Выбрать главу

— Давай, я помогу.

Она отшатнулась, избегая всякого контакта с ним. Ее неприязнь по отношению к мужу была настолько очевидна, что это омрачило весь завтрак. Она разговаривала с детьми, спрашивая — как прошел их визит в церковь, что они собираются сегодня делать, не надо ли им закончить домашнее задание. Они покорно отвечали, желая только одного — чтобы она посмотрела на их отца, заговорила с ним, улыбнулась, как прежде.

Но этого не произошло.

Ее отстраненность заполнила собой все те полчаса, что они завтракали. В конце она сказала детям:

— Я собираюсь сходить в кино после обеда. Кто-нибудь хочет пойти со мной?

Они с унылыми физиономиями подняли глаза от тарелок и отказались, извинившись, и ускользнули в свои комнаты, как только завтрак закончился.

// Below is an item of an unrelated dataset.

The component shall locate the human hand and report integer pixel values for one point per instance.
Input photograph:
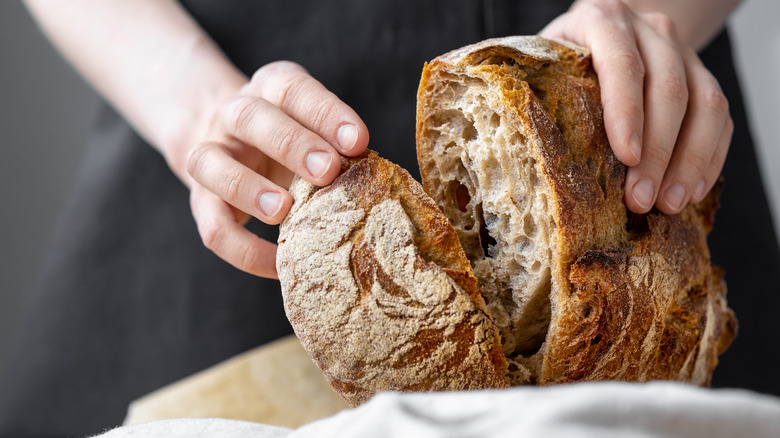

Том не уставал удивляться, как легко жене удавалось избегать всякого общения с ним. Она разговаривала, только когда это было необходимо, отвечала на его вопросы, но он понимал сейчас так ясно, как никогда, что этой женщине ничего не стоило играть роль, полностью войдя в образ. Теперь это был образ оскорбленной жены, соблюдающей какие-то приличия только ради детей, и ее исполнение этой роли было достойно всяческих наград.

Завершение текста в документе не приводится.